Statistics show that hysterectomy is the most commonly performed surgical procedure in the field of gynaecology, with over 600,000 operations performed annually in the United States alone.

It is important to note that undergoing hysterectomy prevents the patient from having children in the future and has a life-long effect on the patient’s hormonal balance. As an irreversible surgical treatment, it is only recommended as a last resort when other forms of treatment failed to correct the patient’s condition.

Who Should Undergo and Expected Results

This uterus removal procedure is typically recommended for patients with cancers of the female reproductive system or those who have a higher risk of developing such conditions. These include:

  • Uterine cancer
  • Ovarian cancer
  • Cancer of the endometrium
  • Cervical cancer
    Uterus removal is also a last-resort treatment prescribed to patients with serious tumors or cysts in their reproductive organs, including fibroids growing in the uterus that cannot be treated with other forms of medication or minimally invasive procedures.

Other conditions that can be corrected with this procedure include:

  • Endometriosis
  • Adenomyosis
  • Obstetrical hemorrhage
  • Placenta praevia – A placenta that formed inside or over the birth canal
  • Placenta percreta - A placenta that grew through the uterine wall and has attached itself to surrounding organs
  • Chronic pelvic pain
  • Vaginal prolapse
    Patients undergoing gender transition (female to male) are also candidates for a uterus removal procedure to complete the transition process. In this case, hysterectomy is performed before the gender reassignment.

How is the Procedure Performed?

As mentioned earlier, the uterus removal procedure can be either complete or partial. The gynaecological surgeon can use different surgical techniques based on the reason for the procedure and the patient’s overall health.
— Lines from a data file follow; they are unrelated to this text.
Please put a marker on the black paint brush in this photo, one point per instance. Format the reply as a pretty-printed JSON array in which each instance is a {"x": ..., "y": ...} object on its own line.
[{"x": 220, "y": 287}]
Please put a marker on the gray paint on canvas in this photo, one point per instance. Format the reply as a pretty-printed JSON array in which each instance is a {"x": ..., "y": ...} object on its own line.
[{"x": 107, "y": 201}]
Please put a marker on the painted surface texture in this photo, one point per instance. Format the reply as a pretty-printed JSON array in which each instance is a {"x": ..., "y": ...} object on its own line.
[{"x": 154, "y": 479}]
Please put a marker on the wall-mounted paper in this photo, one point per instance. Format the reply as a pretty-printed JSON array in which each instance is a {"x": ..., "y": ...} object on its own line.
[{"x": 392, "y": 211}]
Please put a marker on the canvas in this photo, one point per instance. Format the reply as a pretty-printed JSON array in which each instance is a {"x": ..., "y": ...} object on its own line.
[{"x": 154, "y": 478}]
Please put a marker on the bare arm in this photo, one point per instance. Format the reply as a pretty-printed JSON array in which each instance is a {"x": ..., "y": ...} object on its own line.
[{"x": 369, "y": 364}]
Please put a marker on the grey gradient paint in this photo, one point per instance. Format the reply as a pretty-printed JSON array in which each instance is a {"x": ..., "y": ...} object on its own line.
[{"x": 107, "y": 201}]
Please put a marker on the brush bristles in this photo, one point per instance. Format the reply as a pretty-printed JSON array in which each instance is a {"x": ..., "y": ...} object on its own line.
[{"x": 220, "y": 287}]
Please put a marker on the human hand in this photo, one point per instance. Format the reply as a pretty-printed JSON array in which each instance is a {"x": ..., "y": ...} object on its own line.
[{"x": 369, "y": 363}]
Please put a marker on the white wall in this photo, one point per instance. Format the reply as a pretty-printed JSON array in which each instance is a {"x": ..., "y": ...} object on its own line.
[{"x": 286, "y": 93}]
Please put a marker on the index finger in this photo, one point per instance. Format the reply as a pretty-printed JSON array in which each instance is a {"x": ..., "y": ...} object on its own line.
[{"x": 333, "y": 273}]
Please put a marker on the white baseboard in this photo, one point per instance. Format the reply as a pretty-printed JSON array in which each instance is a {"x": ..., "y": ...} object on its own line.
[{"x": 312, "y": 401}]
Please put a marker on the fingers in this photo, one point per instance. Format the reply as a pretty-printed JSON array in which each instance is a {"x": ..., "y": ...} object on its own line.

There are also two basic approaches: open or minimally invasive surgery.

Open surgery is a common approach and used in more than half of all hysterectomy procedures performed all over the world. This is carried out under either general anaesthesia or sedation and requires a five to seven-inch incision in the abdomen to access the uterus. The organ will then be disconnected from neighboring structures (or in some cases, the neighboring structures such as the fallopian tubes, ovaries, and cervix will also be removed) before the incision is sewn up using small sutures. This approach requires the patient to stay in the hospital for at least three days after the operation.

The uterus can also be removed using minimally invasive methods, such as the following:

  • Laparoscopic hysterectomy – This involves the use of a laparoscope (a thin, tube-like tool with a camera and light attached on one end) and other surgical tools that are inserted through small incisions made in the patient’s abdomen.

  • Vaginal hysterectomy – This involves making a small incision in the vagina where the doctor can extract the uterus from. This is the best option for patients who do not want visible scarring on their abdomen.

Possible Risks and Complications

Although generally safe, hysterectomy can result in the following complications:

  • Urinary incontinence
  • Vaginal prolapse
  • The formation of fistula (abnormal connections) between the bladder and vagina
  • Chronic pain
  • Blood clots
  • Injury or perforation of the surrounding structures and organs
  • Infection


  • American College of Obstetricians and Gynecologists. Committee Opinion No. 444: Choosing the route of hysterectomy for benign disease. Obstet Gynecol. 2009 (Reaffirmed 2011);114:1156-8. PMID: 20168127

  • Giudice LC. Clinical practice. Endometriosis. N Engl J Med. 2010 Jun 24;362(25):2389-98. PMID: 20573927

  • Jones HW III. Gynecologic surgery. In: Townsend CM, Beauchamp RD, Evers BM, Mattox KL, eds. Sabiston Textbook of Surgery. 19th ed. Philadelphia, PA: Elsevier Saunders; 2012:chap 71.